I’ve been working at a new counseling agency since December 2017, and this is a great one! I actually worked here as Office Manager for three years prior to this, then did my graduate internship for five months, and fortunately for me they were hiring and brought me back on board. I know this agency plays by the rules, and I couldn’t be happier!
Some of our clients seek treatment privately, and some are referred by the local MHA, but the majority of my caseload consists of clients referred by CPS. It goes without saying, then, that many of my clients would rather not be sitting in my office on a weekday morning – they are a captive audience. Or, at least, captive, because I do my best to not just talk at them the way one would to a lecture audience.
Another matter that was upsetting to me at the previous agency was that clients (teens, in that case) constantly seemed to be unaware of their diagnosis, or if they did know it they were unaware of how a diagnosis works. With that in mind, in my new position I have made it a point to always explain to my clients, if they meet criteria, why they meet criteria. It’s only right, after all, since I will be recommending treatment. And, it’s important to me that they know I’m not just some dude who’s exercising a position of power on a whim.

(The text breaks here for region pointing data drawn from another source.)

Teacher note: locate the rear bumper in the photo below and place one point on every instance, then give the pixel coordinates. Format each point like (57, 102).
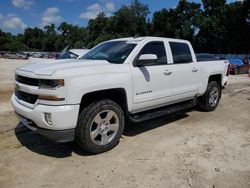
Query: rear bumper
(52, 135)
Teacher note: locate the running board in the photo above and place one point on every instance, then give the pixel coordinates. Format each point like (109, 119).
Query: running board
(159, 112)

Three things I quickly learned about conducting a SUD screening with a client who is ordered (or voluntold) by an agency with legal authority:
- It’s important to use all information available in screening and diagnosis (referring documents, available drug test results, documentation from previous treatment episodes if they happened in your agency or are otherwise available, even reaching out to the referring practitioner or agency);
- Try to have your office well lit and pay attention to presentation (not just mental status cues, but physical presentation);
- After following items 1 and 2 noted above, and unless certain the client does not meet criteria, it’s probably best to schedule a follow-up appointment for formal assessment.
I conducted a screening on client X in January after they were referred by CPS, and X wasn’t endorsing any drug use during the screening interview and insisted they’d tested positive for heroin because they’re prescribed a medication that’s often provided to people trying to get off heroin. But the puzzle pieces just weren’t fitting when it came to the heroin use. X wouldn’t even admit that they’d used heroin in the past, and couldn’t explain why they were taking that certain medication – the only explanation was that their doctor prescribed it for pain, but they were at a loss to explain what injury precipitated the pain, and they took it because they trust their doctor knows what’s best. Without much to go on in terms of X‘s disclosures, I told them they weren’t meeting criteria for services and sent them home. But I had a nagging feeling something was amiss.

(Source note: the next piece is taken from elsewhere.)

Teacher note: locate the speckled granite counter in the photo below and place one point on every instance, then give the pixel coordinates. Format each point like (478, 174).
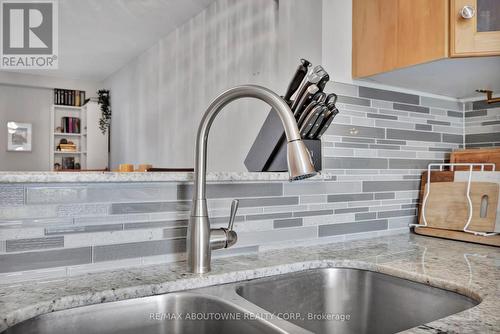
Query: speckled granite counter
(469, 269)
(89, 177)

It turns out that X, as I later learned, had been to our agency for treatment not many years before on an opioid diagnosis. That, and X had recently tested positive for heroin while in a delicate state, and soon after for cocaine.
X had left our office without a follow-up appointment because, well, they hadn’t met criteria based on their disclosures, and the original agency’s referral was woefully lacking in any collateral information that could substantiate a substance use disorder. Needless to say, X was upset when our admin called to set a follow-up based on the new information available, and her caseworker was also wondering what was wrong with me when I didn’t diagnose in the screening session.

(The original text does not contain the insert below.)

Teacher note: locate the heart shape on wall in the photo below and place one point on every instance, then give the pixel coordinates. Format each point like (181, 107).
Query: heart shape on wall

One of the reasons I was uncertain about whether to cut X loose was because the statements were inconsistent, but also because X‘s arms were covered in what appeared to be bruises. I couldn’t make the marks out too well because I didn’t have the overhead light switched on and my office was dimly lit, but I did note it in the objective part of my note. Later, after learning X had been to our agency for treatment several years before, and had recently tested positive for heroin and cocaine with the referring agency, I was able to make a opiate use disorder diagnosis. And those weren’t bruises on X‘s arms. They were scars from old injection sites.
I’ve since seen X for a few more sessions, but recently they asked for a new counselor because they felt I was “persecuting” them. Now X is MIA. I hope X is alive.